# 2.7T in a Passat Wagon



## JWelty (Oct 7, 2003)

Check it out, its a pretty straight forward swap since the Passat and a6 are very similar.
Brett Fletcher - 2000 Passat Wagon 2.7TT


----------



## billzcat1 (Sep 10, 2001)

*Re: 2.7T in a Passat Wagon ([email protected])*

I think you mean "related to A4"
Must be fun having 250 hp and front wheel drive







Good for doing burnouts though!


----------



## DIRTYONE (Feb 16, 2004)

that guy is lucky bi turbo is the way to go


----------



## PERCH 24V (Oct 23, 2003)

*Re: 2.7T in a Passat Wagon (billzcat1)*

"Must be fun having 250 hp and front wheel drive Good for doing burnouts though!" 
His car is actually 4-motion....


----------



## jhillyer (Feb 17, 2002)

*Re: 2.7T in a Passat Wagon ([email protected])*

I'm wondering how deep the pockets are of my local smog certifier. "Yeah, say you found something unusual, and ah, that something was maybe inconsistent with this VIN; would you consider $300 cash to 'fix' it so I pass smog?"
The owner's ad should really state it's AWD so it does not seem so boneheaded.
== edit, original text remains ==
I'm not going back to the ad again to check, it's probably edited.

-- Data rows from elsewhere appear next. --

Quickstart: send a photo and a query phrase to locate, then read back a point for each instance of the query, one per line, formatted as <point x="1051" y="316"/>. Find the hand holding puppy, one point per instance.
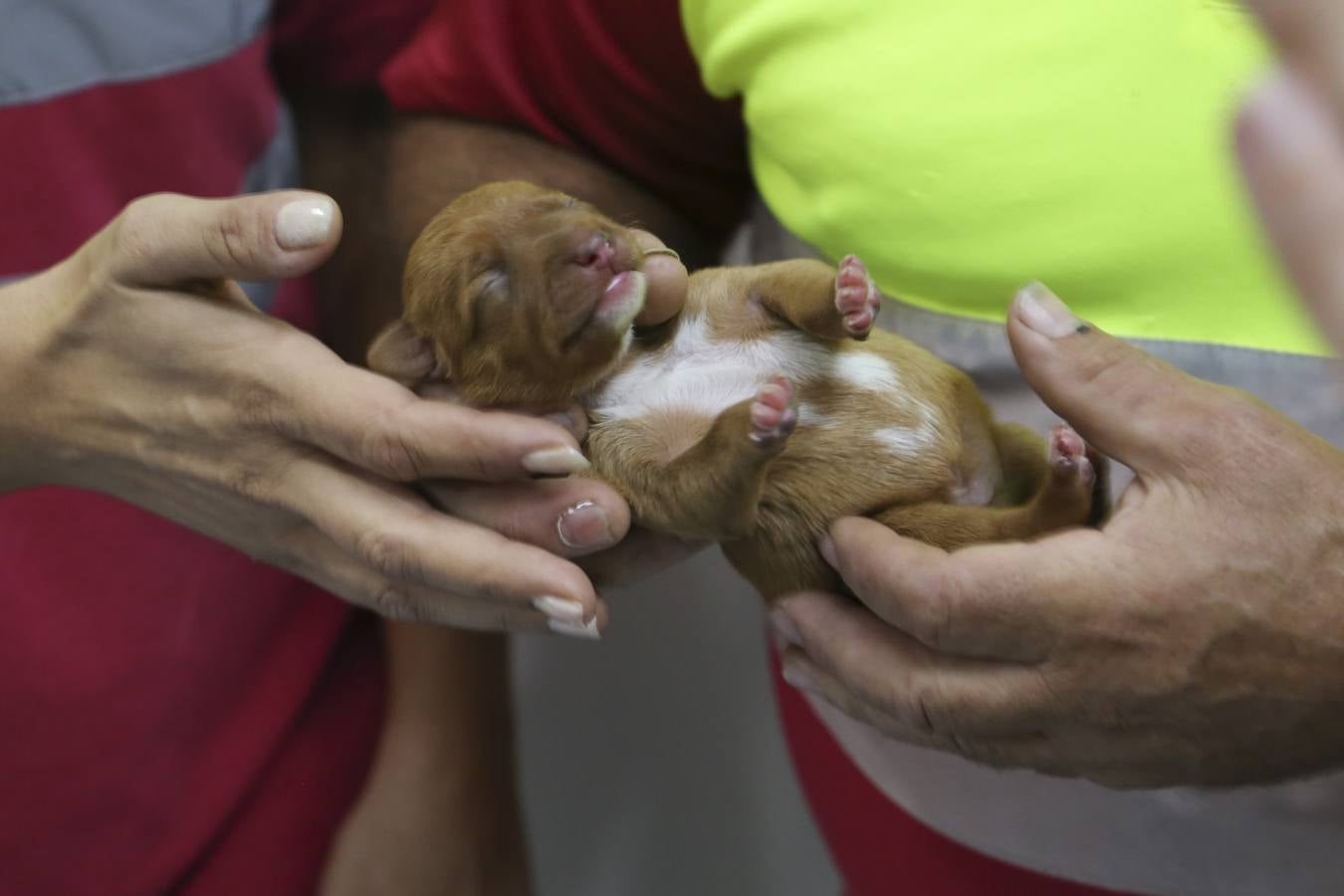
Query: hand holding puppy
<point x="138" y="368"/>
<point x="1197" y="639"/>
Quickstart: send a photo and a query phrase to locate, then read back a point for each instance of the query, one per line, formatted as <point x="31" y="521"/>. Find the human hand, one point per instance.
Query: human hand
<point x="1198" y="638"/>
<point x="1290" y="142"/>
<point x="138" y="368"/>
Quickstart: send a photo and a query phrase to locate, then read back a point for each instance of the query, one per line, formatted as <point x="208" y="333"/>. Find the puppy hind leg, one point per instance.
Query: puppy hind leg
<point x="817" y="299"/>
<point x="713" y="489"/>
<point x="1067" y="476"/>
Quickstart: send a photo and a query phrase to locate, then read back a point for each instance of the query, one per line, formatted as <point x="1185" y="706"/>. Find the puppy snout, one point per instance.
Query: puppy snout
<point x="595" y="251"/>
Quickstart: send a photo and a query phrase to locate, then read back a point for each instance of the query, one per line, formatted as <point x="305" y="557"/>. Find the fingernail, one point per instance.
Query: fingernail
<point x="1044" y="314"/>
<point x="784" y="627"/>
<point x="556" y="461"/>
<point x="304" y="222"/>
<point x="586" y="630"/>
<point x="828" y="550"/>
<point x="584" y="526"/>
<point x="798" y="679"/>
<point x="560" y="608"/>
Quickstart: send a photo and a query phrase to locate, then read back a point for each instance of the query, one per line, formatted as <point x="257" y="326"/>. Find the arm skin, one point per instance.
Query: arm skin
<point x="1290" y="141"/>
<point x="445" y="766"/>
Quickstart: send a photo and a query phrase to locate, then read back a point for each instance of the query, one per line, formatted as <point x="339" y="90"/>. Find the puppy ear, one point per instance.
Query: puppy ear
<point x="403" y="354"/>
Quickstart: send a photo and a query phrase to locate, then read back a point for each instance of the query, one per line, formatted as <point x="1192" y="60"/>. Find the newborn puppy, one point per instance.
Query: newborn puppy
<point x="765" y="410"/>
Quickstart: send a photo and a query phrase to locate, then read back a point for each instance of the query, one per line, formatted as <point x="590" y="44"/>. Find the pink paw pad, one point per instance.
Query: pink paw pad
<point x="1070" y="457"/>
<point x="773" y="412"/>
<point x="856" y="297"/>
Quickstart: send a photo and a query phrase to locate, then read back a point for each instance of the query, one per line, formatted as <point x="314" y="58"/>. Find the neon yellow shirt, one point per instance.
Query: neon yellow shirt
<point x="965" y="146"/>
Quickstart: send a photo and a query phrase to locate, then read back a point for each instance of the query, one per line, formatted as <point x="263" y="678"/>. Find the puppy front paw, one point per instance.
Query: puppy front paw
<point x="1075" y="489"/>
<point x="856" y="297"/>
<point x="773" y="412"/>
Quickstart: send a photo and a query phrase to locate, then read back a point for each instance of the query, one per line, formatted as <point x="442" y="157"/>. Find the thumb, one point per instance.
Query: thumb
<point x="1121" y="399"/>
<point x="167" y="239"/>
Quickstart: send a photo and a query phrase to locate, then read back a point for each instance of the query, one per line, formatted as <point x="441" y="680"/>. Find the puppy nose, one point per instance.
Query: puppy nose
<point x="594" y="253"/>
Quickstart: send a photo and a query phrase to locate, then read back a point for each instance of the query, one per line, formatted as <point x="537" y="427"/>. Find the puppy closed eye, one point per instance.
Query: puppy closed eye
<point x="492" y="283"/>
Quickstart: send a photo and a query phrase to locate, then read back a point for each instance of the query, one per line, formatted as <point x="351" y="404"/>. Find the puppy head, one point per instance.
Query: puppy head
<point x="522" y="296"/>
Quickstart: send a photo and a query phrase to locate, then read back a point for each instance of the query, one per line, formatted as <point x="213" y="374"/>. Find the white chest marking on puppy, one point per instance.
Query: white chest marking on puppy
<point x="867" y="371"/>
<point x="706" y="375"/>
<point x="902" y="441"/>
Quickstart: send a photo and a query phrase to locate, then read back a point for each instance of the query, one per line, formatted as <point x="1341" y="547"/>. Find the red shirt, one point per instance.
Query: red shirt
<point x="176" y="715"/>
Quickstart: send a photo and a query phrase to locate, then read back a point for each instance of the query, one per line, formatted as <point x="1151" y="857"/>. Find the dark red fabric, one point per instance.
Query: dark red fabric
<point x="68" y="165"/>
<point x="609" y="78"/>
<point x="340" y="42"/>
<point x="879" y="849"/>
<point x="177" y="718"/>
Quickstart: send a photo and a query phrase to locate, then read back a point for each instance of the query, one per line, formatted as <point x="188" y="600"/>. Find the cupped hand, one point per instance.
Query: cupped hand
<point x="138" y="368"/>
<point x="1197" y="639"/>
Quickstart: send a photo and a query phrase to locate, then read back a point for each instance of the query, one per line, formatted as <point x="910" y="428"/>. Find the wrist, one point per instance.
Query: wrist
<point x="29" y="330"/>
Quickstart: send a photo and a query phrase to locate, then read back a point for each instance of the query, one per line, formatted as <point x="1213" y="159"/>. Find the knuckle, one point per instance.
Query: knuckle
<point x="388" y="452"/>
<point x="250" y="483"/>
<point x="256" y="403"/>
<point x="230" y="243"/>
<point x="926" y="712"/>
<point x="394" y="603"/>
<point x="134" y="231"/>
<point x="388" y="553"/>
<point x="934" y="612"/>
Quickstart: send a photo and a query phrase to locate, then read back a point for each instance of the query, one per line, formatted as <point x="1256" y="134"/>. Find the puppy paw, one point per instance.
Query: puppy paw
<point x="856" y="297"/>
<point x="1071" y="461"/>
<point x="773" y="412"/>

Also, the original posting was just to abuse this technical forum as a CLASSIFIED. Somebody lock this thread.

_Modified by jhillyer at 8:19 PM 5-4-2004_


_Modified by jhillyer at 8:20 PM 5-4-2004_


----------



## billzcat1 (Sep 10, 2001)

*Re: 2.7T in a Passat Wagon (PERCH 24V)*

Says right in the ad "Transmission: FWD 5-speed" so....whats the deal with this mythical 4mo?


----------